Opinion

Hatred in paradise

November 28, 2017

The beautiful island state of Sri Lanka shows a sad talent for discovering ugliness. Maybe the long battle to defeat the Tamil Tiger terrorists brutalized hearts in an unexpected way. The rebellious Tamils who sought an independent state in the north of the country were by and large Hindus with a few Roman Catholic and Methodist Christians. The majority Singhalese population is Buddhist.

The Tigers were as ruthless toward their own people as they were toward government forces. It was an inevitable tragedy that when the rebellion was finally defeated in 2009 after a 25-year bitter conflict, there would be deep suspicions between victors and vanquished. Calls for international investigations into the treatment of the Tamil population were balanced by arguments from the government in Colombo that it had to be absolutely certain that this rebellion which had cost the lives of more than 100,000 people could not flare up again. It did not want to allow Tamil Tiger sleeper cells going undetected. It also used every means possible to comb the rebel area for hidden arms caches.

All of this sat uncomfortably with international liberal opinion. But the lack of any new trouble, coupled with the slow recovery in the former Tiger heartland in the once-devastated Jaffna peninsula would seem to demonstrate the government was right.

But now at the other end of the island, the country faces a new inter-communal challenge. In the southwest province of Galle there have been ugly riots by Buddhist gangs against Muslims. This week’s thuggery, which saw the torching of vehicles and businesses owned by Muslims, followed a road crash. The authorities appear to have brought the violence under control. But three years ago, they failed to do this in the face of provocative demonstrations by a hardline Buddhist group, the Bodu Bala Sena (BBS). This shares many characteristics with Myanmar’s 696 movement led by the openly racist monk Ashin Wirathu who has called his country’s Muslims “dogs”.

BBS demonstrators raged through three towns in 2014 attacking Muslims and their properties. The result of this orgy of hatred and aggression, which the police initially did little to stop, was the destruction of mosques, shops, factories, schools and houses. Some ten thousand people were left homeless. The official response to this terrifying display of naked Islamophobia was to keep the news out of the media, thanks to strict government censorship. One state minister told a diplomat that keeping the riots quiet would stop them spreading. He added, perhaps with some justice, that the BBS wanted maximum publicity for their behavior and imposing a news blanket frustrated that ambition.
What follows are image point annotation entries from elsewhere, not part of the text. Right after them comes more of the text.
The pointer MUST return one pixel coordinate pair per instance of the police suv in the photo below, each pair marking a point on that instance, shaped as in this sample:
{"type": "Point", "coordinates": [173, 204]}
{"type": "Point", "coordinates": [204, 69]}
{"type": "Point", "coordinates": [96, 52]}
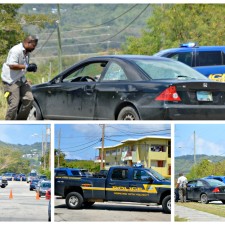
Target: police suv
{"type": "Point", "coordinates": [208, 60]}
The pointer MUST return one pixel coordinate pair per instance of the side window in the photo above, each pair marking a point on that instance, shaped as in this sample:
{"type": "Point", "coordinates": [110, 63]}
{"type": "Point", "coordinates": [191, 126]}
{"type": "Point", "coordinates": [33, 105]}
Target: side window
{"type": "Point", "coordinates": [114, 72]}
{"type": "Point", "coordinates": [184, 57]}
{"type": "Point", "coordinates": [211, 58]}
{"type": "Point", "coordinates": [91, 71]}
{"type": "Point", "coordinates": [61, 173]}
{"type": "Point", "coordinates": [120, 174]}
{"type": "Point", "coordinates": [199, 183]}
{"type": "Point", "coordinates": [140, 175]}
{"type": "Point", "coordinates": [75, 173]}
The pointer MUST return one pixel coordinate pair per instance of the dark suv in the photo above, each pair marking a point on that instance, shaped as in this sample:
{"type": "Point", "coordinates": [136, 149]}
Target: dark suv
{"type": "Point", "coordinates": [72, 172]}
{"type": "Point", "coordinates": [208, 60]}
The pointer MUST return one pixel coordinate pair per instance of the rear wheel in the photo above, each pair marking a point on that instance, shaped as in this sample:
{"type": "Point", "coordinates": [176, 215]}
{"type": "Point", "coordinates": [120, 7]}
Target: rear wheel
{"type": "Point", "coordinates": [88, 204]}
{"type": "Point", "coordinates": [204, 199]}
{"type": "Point", "coordinates": [35, 113]}
{"type": "Point", "coordinates": [166, 204]}
{"type": "Point", "coordinates": [74, 200]}
{"type": "Point", "coordinates": [128, 113]}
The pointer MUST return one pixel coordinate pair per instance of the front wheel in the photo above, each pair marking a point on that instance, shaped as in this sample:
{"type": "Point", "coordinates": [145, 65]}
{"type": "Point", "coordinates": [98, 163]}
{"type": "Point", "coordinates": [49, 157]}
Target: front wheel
{"type": "Point", "coordinates": [166, 204]}
{"type": "Point", "coordinates": [74, 200]}
{"type": "Point", "coordinates": [35, 112]}
{"type": "Point", "coordinates": [128, 113]}
{"type": "Point", "coordinates": [204, 199]}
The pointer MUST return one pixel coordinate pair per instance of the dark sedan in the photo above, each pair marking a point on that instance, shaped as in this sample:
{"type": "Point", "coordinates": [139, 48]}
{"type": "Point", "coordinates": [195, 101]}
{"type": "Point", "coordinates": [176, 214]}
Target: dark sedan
{"type": "Point", "coordinates": [129, 88]}
{"type": "Point", "coordinates": [206, 190]}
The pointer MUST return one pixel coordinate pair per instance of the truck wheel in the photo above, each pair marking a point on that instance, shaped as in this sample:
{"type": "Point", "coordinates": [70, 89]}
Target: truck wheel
{"type": "Point", "coordinates": [74, 200]}
{"type": "Point", "coordinates": [128, 113]}
{"type": "Point", "coordinates": [166, 204]}
{"type": "Point", "coordinates": [88, 204]}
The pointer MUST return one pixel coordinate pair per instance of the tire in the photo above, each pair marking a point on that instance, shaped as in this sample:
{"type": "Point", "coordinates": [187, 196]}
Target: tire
{"type": "Point", "coordinates": [88, 204]}
{"type": "Point", "coordinates": [204, 199]}
{"type": "Point", "coordinates": [166, 204]}
{"type": "Point", "coordinates": [74, 200]}
{"type": "Point", "coordinates": [35, 113]}
{"type": "Point", "coordinates": [128, 113]}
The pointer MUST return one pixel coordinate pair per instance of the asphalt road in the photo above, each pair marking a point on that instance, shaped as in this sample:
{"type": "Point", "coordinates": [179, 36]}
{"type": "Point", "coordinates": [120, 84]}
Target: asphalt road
{"type": "Point", "coordinates": [23, 206]}
{"type": "Point", "coordinates": [110, 211]}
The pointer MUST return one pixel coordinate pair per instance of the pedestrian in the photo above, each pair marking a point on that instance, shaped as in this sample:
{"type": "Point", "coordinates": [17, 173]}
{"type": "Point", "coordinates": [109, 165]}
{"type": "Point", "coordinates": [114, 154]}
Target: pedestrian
{"type": "Point", "coordinates": [182, 187]}
{"type": "Point", "coordinates": [17, 90]}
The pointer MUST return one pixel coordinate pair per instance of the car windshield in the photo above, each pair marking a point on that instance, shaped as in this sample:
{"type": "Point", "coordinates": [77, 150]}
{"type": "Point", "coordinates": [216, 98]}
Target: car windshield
{"type": "Point", "coordinates": [46, 185]}
{"type": "Point", "coordinates": [168, 69]}
{"type": "Point", "coordinates": [213, 182]}
{"type": "Point", "coordinates": [156, 174]}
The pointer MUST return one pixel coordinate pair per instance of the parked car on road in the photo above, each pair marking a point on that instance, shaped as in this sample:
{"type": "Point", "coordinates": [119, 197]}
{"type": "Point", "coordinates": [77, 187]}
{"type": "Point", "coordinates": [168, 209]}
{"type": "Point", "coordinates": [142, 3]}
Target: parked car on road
{"type": "Point", "coordinates": [129, 88]}
{"type": "Point", "coordinates": [206, 190]}
{"type": "Point", "coordinates": [208, 60]}
{"type": "Point", "coordinates": [72, 172]}
{"type": "Point", "coordinates": [33, 184]}
{"type": "Point", "coordinates": [219, 178]}
{"type": "Point", "coordinates": [101, 173]}
{"type": "Point", "coordinates": [20, 177]}
{"type": "Point", "coordinates": [3, 182]}
{"type": "Point", "coordinates": [43, 187]}
{"type": "Point", "coordinates": [9, 176]}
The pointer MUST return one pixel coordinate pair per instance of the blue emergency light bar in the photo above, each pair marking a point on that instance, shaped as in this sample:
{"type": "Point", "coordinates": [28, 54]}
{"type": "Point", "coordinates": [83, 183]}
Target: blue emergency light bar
{"type": "Point", "coordinates": [189, 45]}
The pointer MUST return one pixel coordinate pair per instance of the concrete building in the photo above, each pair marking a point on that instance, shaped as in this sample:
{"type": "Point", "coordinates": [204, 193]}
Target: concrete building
{"type": "Point", "coordinates": [152, 151]}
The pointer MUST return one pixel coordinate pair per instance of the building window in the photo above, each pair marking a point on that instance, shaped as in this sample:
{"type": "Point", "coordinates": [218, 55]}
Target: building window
{"type": "Point", "coordinates": [158, 148]}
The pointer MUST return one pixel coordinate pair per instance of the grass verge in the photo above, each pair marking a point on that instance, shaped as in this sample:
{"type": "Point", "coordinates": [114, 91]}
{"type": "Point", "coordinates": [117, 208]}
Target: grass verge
{"type": "Point", "coordinates": [215, 209]}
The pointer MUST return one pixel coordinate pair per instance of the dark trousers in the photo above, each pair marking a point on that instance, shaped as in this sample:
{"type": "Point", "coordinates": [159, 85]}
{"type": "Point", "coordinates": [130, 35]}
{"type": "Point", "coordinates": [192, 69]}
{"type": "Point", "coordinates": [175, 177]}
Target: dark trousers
{"type": "Point", "coordinates": [19, 93]}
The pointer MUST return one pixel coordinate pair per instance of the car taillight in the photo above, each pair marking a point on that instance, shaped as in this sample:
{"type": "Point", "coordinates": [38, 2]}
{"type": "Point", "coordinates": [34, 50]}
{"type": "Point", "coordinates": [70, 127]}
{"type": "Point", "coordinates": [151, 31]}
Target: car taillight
{"type": "Point", "coordinates": [216, 190]}
{"type": "Point", "coordinates": [169, 94]}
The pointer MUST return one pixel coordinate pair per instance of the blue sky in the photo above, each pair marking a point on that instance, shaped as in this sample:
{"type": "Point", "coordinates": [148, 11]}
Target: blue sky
{"type": "Point", "coordinates": [22, 133]}
{"type": "Point", "coordinates": [79, 141]}
{"type": "Point", "coordinates": [209, 139]}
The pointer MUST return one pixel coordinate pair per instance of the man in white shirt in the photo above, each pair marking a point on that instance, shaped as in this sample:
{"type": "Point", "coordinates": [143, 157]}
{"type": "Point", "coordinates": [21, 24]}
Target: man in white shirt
{"type": "Point", "coordinates": [182, 186]}
{"type": "Point", "coordinates": [16, 88]}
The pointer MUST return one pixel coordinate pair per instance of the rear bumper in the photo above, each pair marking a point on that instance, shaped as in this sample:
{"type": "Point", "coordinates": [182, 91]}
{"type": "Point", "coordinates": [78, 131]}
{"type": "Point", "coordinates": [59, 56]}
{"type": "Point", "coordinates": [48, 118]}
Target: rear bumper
{"type": "Point", "coordinates": [183, 112]}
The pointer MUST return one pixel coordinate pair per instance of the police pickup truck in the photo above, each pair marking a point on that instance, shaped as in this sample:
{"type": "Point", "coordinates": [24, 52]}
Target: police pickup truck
{"type": "Point", "coordinates": [123, 184]}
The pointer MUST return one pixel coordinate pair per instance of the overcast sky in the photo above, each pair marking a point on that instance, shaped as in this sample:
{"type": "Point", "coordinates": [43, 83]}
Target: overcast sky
{"type": "Point", "coordinates": [79, 141]}
{"type": "Point", "coordinates": [209, 139]}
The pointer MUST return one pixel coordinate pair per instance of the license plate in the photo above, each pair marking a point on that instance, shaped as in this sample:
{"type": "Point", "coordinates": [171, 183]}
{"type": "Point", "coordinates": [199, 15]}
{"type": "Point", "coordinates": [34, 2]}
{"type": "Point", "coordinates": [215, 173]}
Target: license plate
{"type": "Point", "coordinates": [204, 96]}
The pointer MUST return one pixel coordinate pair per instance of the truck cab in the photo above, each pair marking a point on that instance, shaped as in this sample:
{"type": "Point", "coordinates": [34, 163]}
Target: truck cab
{"type": "Point", "coordinates": [208, 60]}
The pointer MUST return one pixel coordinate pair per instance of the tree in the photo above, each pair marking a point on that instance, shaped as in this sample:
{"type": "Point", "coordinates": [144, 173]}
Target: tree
{"type": "Point", "coordinates": [11, 160]}
{"type": "Point", "coordinates": [173, 24]}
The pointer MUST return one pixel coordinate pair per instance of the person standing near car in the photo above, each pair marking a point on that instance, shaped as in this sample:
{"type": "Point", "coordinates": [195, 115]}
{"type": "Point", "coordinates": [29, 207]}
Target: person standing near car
{"type": "Point", "coordinates": [182, 187]}
{"type": "Point", "coordinates": [16, 87]}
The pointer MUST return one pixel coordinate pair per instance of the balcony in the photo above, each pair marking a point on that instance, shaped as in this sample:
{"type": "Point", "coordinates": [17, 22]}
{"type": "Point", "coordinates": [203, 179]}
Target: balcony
{"type": "Point", "coordinates": [98, 159]}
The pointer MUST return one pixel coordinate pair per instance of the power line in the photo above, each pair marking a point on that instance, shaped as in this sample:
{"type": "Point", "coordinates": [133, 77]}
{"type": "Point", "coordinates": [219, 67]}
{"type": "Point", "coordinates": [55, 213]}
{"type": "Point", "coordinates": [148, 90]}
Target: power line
{"type": "Point", "coordinates": [127, 25]}
{"type": "Point", "coordinates": [109, 20]}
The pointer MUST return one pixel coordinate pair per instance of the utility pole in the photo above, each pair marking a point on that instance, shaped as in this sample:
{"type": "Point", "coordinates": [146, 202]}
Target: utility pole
{"type": "Point", "coordinates": [194, 150]}
{"type": "Point", "coordinates": [102, 150]}
{"type": "Point", "coordinates": [59, 147]}
{"type": "Point", "coordinates": [59, 39]}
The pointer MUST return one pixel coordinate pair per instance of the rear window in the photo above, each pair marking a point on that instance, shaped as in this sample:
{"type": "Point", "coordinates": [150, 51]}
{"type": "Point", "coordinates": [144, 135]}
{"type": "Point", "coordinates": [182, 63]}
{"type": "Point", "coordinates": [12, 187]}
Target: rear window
{"type": "Point", "coordinates": [209, 58]}
{"type": "Point", "coordinates": [161, 70]}
{"type": "Point", "coordinates": [214, 182]}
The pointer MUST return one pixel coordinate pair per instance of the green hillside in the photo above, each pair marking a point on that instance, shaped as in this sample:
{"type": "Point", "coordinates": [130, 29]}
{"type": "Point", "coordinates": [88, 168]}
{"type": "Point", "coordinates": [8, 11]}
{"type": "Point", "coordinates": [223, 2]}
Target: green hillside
{"type": "Point", "coordinates": [186, 162]}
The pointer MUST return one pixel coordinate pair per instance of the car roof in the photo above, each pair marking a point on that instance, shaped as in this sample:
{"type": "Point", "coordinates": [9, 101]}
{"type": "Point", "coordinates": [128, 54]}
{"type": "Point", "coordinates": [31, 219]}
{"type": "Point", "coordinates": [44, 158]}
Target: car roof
{"type": "Point", "coordinates": [190, 49]}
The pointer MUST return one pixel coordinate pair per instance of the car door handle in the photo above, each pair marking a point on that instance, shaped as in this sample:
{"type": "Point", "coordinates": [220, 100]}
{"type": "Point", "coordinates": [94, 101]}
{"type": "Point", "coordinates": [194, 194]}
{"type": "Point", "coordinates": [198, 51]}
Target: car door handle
{"type": "Point", "coordinates": [89, 89]}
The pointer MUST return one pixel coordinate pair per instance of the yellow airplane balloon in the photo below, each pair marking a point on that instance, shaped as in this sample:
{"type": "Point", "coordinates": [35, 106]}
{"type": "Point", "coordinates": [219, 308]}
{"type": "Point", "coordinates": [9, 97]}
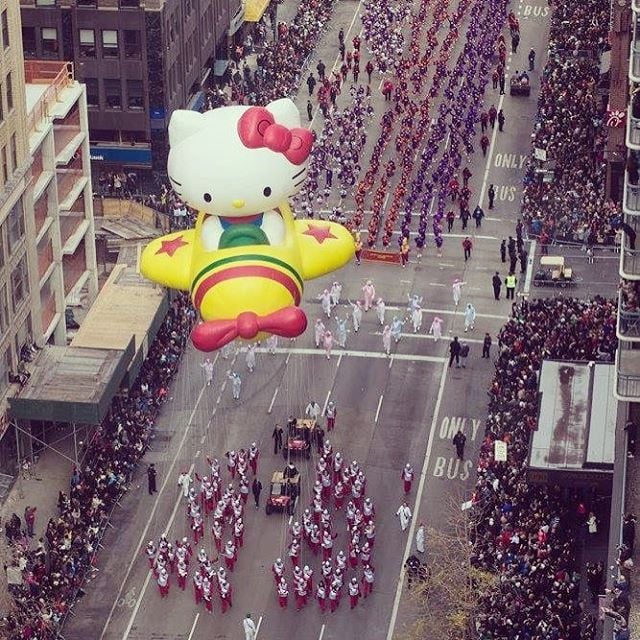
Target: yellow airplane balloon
{"type": "Point", "coordinates": [246, 260]}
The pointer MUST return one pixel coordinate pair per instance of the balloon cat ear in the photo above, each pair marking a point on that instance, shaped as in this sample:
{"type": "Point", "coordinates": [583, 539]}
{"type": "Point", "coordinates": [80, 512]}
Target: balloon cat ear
{"type": "Point", "coordinates": [183, 125]}
{"type": "Point", "coordinates": [285, 112]}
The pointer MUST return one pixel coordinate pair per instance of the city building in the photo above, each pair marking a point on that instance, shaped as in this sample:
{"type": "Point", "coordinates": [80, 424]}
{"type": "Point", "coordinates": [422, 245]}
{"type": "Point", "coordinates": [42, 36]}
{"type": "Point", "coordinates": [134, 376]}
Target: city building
{"type": "Point", "coordinates": [628, 326]}
{"type": "Point", "coordinates": [47, 252]}
{"type": "Point", "coordinates": [139, 59]}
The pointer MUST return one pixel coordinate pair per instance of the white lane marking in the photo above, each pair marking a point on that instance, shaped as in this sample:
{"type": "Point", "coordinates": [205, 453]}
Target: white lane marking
{"type": "Point", "coordinates": [494, 135]}
{"type": "Point", "coordinates": [326, 401]}
{"type": "Point", "coordinates": [423, 477]}
{"type": "Point", "coordinates": [529, 275]}
{"type": "Point", "coordinates": [360, 354]}
{"type": "Point", "coordinates": [143, 536]}
{"type": "Point", "coordinates": [275, 395]}
{"type": "Point", "coordinates": [134, 613]}
{"type": "Point", "coordinates": [426, 336]}
{"type": "Point", "coordinates": [193, 627]}
{"type": "Point", "coordinates": [379, 407]}
{"type": "Point", "coordinates": [446, 312]}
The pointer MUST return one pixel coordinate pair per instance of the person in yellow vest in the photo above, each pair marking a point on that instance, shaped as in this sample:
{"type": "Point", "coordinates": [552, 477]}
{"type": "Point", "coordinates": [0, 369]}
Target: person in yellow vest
{"type": "Point", "coordinates": [358, 247]}
{"type": "Point", "coordinates": [404, 251]}
{"type": "Point", "coordinates": [510, 283]}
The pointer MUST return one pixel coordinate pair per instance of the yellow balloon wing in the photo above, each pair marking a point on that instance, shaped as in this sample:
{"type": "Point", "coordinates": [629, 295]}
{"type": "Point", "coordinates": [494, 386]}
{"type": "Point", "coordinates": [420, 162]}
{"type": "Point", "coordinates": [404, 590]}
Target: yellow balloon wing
{"type": "Point", "coordinates": [324, 247]}
{"type": "Point", "coordinates": [167, 260]}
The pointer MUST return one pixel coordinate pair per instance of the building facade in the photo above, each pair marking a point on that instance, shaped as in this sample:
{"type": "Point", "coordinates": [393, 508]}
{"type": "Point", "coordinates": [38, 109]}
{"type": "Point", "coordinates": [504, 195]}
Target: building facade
{"type": "Point", "coordinates": [139, 59]}
{"type": "Point", "coordinates": [47, 256]}
{"type": "Point", "coordinates": [628, 329]}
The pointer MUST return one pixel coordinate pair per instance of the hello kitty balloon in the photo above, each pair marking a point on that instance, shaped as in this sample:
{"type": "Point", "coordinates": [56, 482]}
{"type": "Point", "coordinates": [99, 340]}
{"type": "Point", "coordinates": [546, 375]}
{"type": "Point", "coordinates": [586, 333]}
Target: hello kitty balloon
{"type": "Point", "coordinates": [246, 260]}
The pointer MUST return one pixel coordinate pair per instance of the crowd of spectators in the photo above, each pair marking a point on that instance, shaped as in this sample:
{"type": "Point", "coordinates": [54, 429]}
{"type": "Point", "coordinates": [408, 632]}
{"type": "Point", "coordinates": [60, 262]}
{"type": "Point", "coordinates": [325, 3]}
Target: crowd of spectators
{"type": "Point", "coordinates": [569, 128]}
{"type": "Point", "coordinates": [528, 533]}
{"type": "Point", "coordinates": [336, 156]}
{"type": "Point", "coordinates": [280, 62]}
{"type": "Point", "coordinates": [53, 570]}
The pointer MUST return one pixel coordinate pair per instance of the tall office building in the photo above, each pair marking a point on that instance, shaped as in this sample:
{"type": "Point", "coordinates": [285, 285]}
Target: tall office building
{"type": "Point", "coordinates": [47, 250]}
{"type": "Point", "coordinates": [628, 329]}
{"type": "Point", "coordinates": [139, 59]}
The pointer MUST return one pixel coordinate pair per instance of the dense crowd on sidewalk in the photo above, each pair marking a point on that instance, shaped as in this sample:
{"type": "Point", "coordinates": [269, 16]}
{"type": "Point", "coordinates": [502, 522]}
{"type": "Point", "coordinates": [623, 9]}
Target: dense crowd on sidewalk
{"type": "Point", "coordinates": [569, 129]}
{"type": "Point", "coordinates": [528, 533]}
{"type": "Point", "coordinates": [54, 568]}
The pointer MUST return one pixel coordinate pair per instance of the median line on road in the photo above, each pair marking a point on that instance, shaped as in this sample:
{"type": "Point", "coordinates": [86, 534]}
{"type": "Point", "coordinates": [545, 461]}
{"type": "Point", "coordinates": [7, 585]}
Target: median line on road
{"type": "Point", "coordinates": [379, 407]}
{"type": "Point", "coordinates": [140, 597]}
{"type": "Point", "coordinates": [414, 519]}
{"type": "Point", "coordinates": [193, 627]}
{"type": "Point", "coordinates": [380, 355]}
{"type": "Point", "coordinates": [143, 536]}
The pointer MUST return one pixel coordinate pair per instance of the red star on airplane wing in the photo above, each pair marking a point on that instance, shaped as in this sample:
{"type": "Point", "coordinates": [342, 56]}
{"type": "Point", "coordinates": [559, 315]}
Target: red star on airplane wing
{"type": "Point", "coordinates": [319, 233]}
{"type": "Point", "coordinates": [171, 246]}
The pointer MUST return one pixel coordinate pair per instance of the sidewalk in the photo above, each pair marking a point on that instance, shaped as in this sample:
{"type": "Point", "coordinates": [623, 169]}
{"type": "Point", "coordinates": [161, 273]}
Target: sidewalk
{"type": "Point", "coordinates": [50, 475]}
{"type": "Point", "coordinates": [632, 505]}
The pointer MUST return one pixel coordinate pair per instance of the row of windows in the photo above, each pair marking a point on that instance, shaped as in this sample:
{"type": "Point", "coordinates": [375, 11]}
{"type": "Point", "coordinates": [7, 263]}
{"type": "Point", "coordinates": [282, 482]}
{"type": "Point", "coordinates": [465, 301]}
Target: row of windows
{"type": "Point", "coordinates": [112, 92]}
{"type": "Point", "coordinates": [4, 27]}
{"type": "Point", "coordinates": [124, 4]}
{"type": "Point", "coordinates": [110, 44]}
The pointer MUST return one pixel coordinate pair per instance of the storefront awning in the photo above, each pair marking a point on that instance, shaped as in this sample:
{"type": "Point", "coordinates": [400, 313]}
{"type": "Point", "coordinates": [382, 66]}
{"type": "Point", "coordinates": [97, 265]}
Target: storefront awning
{"type": "Point", "coordinates": [254, 9]}
{"type": "Point", "coordinates": [128, 306]}
{"type": "Point", "coordinates": [126, 155]}
{"type": "Point", "coordinates": [575, 435]}
{"type": "Point", "coordinates": [72, 385]}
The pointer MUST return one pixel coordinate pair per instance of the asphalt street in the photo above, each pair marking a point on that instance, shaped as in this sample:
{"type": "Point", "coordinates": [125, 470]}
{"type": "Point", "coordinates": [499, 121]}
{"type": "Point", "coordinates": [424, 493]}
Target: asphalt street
{"type": "Point", "coordinates": [391, 410]}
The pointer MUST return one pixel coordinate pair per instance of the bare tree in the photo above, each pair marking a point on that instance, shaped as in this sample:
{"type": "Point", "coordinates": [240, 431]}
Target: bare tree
{"type": "Point", "coordinates": [448, 596]}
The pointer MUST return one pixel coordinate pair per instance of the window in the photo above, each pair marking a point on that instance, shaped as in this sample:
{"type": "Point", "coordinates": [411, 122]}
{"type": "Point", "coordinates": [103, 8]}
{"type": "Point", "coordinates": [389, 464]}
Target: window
{"type": "Point", "coordinates": [1, 105]}
{"type": "Point", "coordinates": [87, 43]}
{"type": "Point", "coordinates": [135, 95]}
{"type": "Point", "coordinates": [20, 282]}
{"type": "Point", "coordinates": [29, 41]}
{"type": "Point", "coordinates": [5, 30]}
{"type": "Point", "coordinates": [5, 368]}
{"type": "Point", "coordinates": [4, 310]}
{"type": "Point", "coordinates": [14, 152]}
{"type": "Point", "coordinates": [113, 94]}
{"type": "Point", "coordinates": [9, 92]}
{"type": "Point", "coordinates": [93, 92]}
{"type": "Point", "coordinates": [15, 220]}
{"type": "Point", "coordinates": [132, 44]}
{"type": "Point", "coordinates": [109, 43]}
{"type": "Point", "coordinates": [49, 42]}
{"type": "Point", "coordinates": [4, 173]}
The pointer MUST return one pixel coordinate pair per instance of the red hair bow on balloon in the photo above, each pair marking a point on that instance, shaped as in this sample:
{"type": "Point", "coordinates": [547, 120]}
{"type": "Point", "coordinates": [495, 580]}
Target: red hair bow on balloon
{"type": "Point", "coordinates": [289, 322]}
{"type": "Point", "coordinates": [257, 129]}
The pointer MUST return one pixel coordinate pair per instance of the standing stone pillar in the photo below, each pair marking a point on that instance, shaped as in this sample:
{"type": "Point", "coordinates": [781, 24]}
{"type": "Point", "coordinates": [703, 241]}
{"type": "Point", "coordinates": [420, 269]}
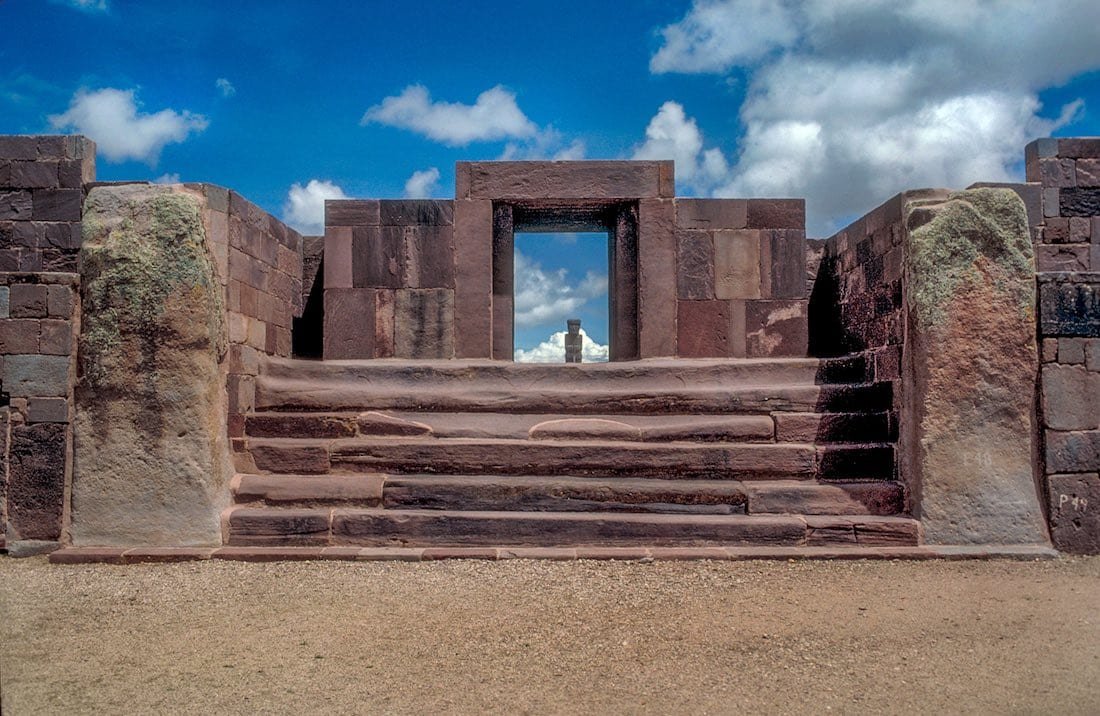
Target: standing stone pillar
{"type": "Point", "coordinates": [574, 342]}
Well maybe. But it also meant that the Sri Lankan government could sweep the whole disgusting episode under the carpet in the hope that it would go away. This week’s new riots demonstrate just how wrong was any such plan.

Islamophobia is not simply confined to neo-Nazi bigots in Europe and North America, who play upon the fears and prejudices of uninformed supporters. It remains a potent force in India where radical Hindu elements exert important influence in the ruling Bharatiya Janata Party. It has found deep and poisoned wells among Buddhist extremists in other countries including Sri Lanka, Myanmar and Thailand. Indeed the seeming worldwide rise in Islamophobia must be a cause for considerable concern.